Christopher Weiß und Team 1 wollten wissen, wie

die Beschäftigten der Software AG zu Inverser

Transparenz stehen und was es braucht, um das

Konzept erfolgreich umzusetzen. Gemeinsam

haben sie quantitativ und qualitativ geforscht

und die wichtigsten Parameter identifiziert.

Herr Weiß, wie haben Sie sich dem Konzept der

Inversen Transparenz genähert?

In unserem Team ging es hauptsächlich um die menschlichen

Aspekte. Wir wollten vermitteln, was Inverse Transparenz bedeutet,

und die Haltungen, Erwartungen und Bedenken der

Beschäftigten zu diesem Konzept evaluieren. Im Hinterkopf

hatten wir immer: Sollte man es überhaupt umsetzen, wenn

ja, wie und welche Auswirkungen würde es haben?

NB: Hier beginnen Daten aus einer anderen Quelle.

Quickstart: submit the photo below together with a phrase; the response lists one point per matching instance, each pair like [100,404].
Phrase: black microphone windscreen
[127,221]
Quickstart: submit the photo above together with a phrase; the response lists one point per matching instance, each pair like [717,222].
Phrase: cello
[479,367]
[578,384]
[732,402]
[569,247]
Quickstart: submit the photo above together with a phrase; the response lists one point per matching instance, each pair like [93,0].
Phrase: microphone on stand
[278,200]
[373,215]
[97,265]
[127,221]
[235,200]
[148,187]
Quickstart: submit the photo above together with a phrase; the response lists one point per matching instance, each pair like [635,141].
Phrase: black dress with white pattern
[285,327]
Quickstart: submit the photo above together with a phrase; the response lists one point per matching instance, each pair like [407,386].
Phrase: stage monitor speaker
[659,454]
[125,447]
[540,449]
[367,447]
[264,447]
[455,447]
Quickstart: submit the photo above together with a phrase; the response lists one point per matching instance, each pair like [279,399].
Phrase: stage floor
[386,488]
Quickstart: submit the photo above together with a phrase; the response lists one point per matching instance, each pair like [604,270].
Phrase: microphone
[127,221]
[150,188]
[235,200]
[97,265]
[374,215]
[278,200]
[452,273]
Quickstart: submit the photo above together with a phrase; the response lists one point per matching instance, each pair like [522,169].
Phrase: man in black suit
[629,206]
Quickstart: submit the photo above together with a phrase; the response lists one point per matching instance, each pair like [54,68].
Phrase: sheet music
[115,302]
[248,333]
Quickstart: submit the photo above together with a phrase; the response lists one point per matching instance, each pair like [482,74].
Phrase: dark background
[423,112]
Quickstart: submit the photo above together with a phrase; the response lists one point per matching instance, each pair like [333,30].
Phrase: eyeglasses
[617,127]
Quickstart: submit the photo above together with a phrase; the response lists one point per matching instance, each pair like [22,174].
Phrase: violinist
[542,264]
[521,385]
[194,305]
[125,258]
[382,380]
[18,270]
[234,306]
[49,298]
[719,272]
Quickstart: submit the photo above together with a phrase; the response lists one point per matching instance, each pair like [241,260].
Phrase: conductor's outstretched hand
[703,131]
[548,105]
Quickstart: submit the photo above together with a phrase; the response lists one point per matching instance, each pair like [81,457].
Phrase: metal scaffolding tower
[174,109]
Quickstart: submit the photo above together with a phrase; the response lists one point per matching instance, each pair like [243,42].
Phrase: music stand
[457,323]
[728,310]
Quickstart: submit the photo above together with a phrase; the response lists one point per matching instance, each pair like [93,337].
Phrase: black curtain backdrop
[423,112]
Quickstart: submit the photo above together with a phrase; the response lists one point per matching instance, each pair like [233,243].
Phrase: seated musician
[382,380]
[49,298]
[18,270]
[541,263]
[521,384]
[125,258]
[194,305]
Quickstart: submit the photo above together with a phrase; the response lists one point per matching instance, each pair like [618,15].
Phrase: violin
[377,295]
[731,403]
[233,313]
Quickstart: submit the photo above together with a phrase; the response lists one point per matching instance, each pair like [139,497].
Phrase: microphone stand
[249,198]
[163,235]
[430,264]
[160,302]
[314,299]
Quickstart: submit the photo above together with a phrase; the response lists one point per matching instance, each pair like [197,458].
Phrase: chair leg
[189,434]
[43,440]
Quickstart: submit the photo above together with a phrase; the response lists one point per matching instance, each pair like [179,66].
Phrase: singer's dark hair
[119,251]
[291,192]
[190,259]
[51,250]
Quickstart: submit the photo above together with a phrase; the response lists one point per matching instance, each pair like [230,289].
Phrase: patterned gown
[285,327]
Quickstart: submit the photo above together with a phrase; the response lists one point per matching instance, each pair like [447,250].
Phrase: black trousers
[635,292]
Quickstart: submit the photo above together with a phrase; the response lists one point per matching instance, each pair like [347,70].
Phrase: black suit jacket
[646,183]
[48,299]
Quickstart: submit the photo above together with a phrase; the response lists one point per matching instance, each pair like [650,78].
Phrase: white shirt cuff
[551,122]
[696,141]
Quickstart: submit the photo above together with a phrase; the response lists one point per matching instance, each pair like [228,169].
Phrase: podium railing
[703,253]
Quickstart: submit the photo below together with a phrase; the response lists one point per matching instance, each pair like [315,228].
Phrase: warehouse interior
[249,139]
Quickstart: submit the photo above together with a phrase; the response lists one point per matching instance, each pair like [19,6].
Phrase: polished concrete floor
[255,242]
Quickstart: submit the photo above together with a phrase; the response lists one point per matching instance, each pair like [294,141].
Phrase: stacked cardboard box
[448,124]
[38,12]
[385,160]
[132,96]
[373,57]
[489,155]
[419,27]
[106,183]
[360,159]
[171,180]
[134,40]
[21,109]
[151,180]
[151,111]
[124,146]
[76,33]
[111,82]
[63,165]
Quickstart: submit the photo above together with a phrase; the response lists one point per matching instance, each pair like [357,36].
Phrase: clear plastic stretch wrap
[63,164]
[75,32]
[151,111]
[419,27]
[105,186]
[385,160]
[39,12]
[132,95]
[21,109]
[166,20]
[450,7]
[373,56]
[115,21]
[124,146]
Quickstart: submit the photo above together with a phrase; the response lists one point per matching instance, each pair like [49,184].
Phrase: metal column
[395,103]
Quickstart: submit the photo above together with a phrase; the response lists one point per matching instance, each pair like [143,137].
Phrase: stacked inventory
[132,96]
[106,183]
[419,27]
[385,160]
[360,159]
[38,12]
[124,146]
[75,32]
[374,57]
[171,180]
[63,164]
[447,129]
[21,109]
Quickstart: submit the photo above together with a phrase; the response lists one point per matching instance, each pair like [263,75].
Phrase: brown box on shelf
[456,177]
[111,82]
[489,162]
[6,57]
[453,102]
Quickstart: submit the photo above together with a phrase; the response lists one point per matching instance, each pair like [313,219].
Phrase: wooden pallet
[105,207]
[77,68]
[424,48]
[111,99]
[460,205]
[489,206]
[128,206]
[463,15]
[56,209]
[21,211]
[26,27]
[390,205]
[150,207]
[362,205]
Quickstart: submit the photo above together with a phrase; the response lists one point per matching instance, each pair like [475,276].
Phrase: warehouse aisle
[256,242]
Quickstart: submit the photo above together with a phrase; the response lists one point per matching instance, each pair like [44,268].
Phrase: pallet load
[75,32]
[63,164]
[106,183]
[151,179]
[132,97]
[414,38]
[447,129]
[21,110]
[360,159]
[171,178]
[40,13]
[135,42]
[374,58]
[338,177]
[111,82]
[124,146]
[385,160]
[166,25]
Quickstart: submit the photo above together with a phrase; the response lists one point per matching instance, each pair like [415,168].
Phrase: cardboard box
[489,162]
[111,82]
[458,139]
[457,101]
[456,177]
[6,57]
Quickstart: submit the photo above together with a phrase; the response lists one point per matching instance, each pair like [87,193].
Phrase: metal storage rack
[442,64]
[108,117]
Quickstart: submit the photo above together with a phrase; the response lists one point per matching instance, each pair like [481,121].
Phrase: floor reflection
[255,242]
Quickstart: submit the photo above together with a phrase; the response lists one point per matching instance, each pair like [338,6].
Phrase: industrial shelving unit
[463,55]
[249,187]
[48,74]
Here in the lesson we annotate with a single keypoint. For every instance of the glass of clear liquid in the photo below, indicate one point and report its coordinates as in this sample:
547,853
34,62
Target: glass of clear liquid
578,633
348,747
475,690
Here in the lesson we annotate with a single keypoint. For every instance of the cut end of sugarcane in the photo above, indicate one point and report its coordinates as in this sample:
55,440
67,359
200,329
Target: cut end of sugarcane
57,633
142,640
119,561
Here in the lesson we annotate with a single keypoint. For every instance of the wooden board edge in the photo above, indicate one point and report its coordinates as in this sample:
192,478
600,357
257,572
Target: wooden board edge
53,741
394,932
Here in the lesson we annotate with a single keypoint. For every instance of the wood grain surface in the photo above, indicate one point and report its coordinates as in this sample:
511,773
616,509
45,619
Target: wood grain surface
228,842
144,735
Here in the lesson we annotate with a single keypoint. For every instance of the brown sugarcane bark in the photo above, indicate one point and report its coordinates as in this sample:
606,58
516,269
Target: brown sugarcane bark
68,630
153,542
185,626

Wie sind Sie methodisch vorgegangen?

Wir haben uns zunächst ein Anwendungsszenario gesucht,

mit dem wir Inverse Transparenz theoretisch erforschen

können – eine Skilldatenbank mit integrierter Expertensuche

als hypothetische Erweiterung der Jira-Anwendung iTrac.

Wir sind von der Annahme ausgegangen, dass das Thema

Skill-Management sich aus zwei Gründen eignet. Zum einen,

weil es um persönliche und vertrauliche Daten geht. Zum anderen,

weil es insgesamt kontrovers diskutiert wird. Es war

ein Gedankenexperiment, an dem wir alles Weitere orientiert

haben.

Wie haben Sie dieses Gedankenexperiment dann

weiterverfolgt?

Als nächstes haben wir mit methodischer Unterstützung von

Rahild Neubauer und Maren Gierlich-Joas, unseren Projektpartnerinnen

von der LMU, eine Umfrage durchgeführt, die

die iTrac-Nutzenden in den Bereichen R&D und Support an

den deutschen Standorten der Software AG adressiert hat.